しかし、冷静に考えてほしいのが「条件が改善される確実性」である。上司に条件を改善する権利が必ずしもあるわけではないため、あなたが堅く決めた転職意欲がなくなるほど、満足のいく条件になるとは限らない。
また、あなた以外の従業員の中で退職の意を決した後、条件が良くなったケースは本当にあるのかをフラットに見てほしい。甘い言葉で気を引かせるわりに、実際にはなんら条件が変わらないというケースは往々にしてある。
退職意思を上手く伝えるためのポイント
これまでの中で、退職を決した後は会社から引き止められることは決して珍しくないということがお分かりいただけただろうか。その上で、現職へ退職意思を上手く伝えるためのポイントについて解説しよう。
退職願・退職届をしっかりと渡す
まず、シンプルにこの手段に尽きる。会社へ退職意思を伝える方法は、口頭でも問題ない。しかし、言った言わないを防ぐために、しっかりと書面として形に残しておいた方が後々の揉め事にはならないと言える。

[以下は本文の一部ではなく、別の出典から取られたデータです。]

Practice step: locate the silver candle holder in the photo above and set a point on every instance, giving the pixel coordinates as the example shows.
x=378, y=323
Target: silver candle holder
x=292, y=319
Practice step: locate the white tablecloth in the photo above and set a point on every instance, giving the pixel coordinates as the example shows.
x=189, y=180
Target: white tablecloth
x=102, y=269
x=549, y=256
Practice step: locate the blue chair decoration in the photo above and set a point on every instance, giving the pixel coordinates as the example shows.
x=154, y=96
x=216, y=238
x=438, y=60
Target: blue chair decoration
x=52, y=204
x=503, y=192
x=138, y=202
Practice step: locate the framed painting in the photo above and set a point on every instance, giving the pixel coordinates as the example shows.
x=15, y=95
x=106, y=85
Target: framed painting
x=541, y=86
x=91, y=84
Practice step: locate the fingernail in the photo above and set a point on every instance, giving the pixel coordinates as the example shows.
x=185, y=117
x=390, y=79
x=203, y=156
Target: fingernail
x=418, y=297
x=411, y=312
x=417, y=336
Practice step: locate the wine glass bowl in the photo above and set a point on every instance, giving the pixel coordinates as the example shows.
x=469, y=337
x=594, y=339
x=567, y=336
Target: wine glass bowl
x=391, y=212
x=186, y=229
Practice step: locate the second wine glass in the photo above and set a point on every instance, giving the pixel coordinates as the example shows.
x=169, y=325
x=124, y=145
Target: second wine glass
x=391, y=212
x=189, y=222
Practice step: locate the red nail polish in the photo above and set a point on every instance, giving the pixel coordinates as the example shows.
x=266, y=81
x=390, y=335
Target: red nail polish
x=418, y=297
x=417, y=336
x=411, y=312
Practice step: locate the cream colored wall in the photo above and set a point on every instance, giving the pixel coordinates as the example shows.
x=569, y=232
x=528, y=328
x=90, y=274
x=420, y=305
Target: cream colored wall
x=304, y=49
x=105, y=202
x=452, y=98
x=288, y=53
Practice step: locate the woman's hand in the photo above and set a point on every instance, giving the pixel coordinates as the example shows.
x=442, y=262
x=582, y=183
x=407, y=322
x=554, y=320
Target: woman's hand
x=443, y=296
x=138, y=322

ちなみに、「退職願」は退職意思を伝えるための意味合いを成し、「退職届」は確定事項として退職の旨を伝えるための書類である。既に次の転職先・転職時期が決まっている上で退職意思をハッキリと伝えるのであれば、退職届を正式に出すことをおすすめする。
繫忙期のタイミングは避けて伝える
繁忙期真っ只中での退職願いはあまりおすすめできない。タイミングを待ったらキリがないという考えもあるが、上司が話をまともに取り繕ってくれない可能性があるからだ。
繫忙期でも退職の意を伝えるのであれば、月初タイミング等の忙しくない時期を狙って早めにスケジュールを押さえてしまうことをおすすめする。
会社に対する不平不満は口にしない
退職意思を伝える際、会社への不平不満等は決して口にしてはならない。そこから望まぬ口論になってしまう可能性もあり、
また上司の心に「不平不満を解決すれば引き止められるんじゃないか?」という期待が生まれるからだ。退職意思を伝える際は、とにかくクールに淡々と、そして感謝の意も込めることを意識してほしい。変な方向へ話をこじらせないためにも、不平不満を始めとする感情論は絶対NGだ。
まとめ
転職を志す方が現職で引き止めを喰らった場合のありがちパターン、対策について詳しく解説した。引き止めをされて無事に退職が決まるまでの間は心身共にストレスを感じるかもしれないが、この山場さえ超えてしまえば、あなたの新たな道は確かに拓けるだろう。
ぜひ、本記事でまとめたマインドを取り入れて、あなたの次の道を切り拓けることを切に願う。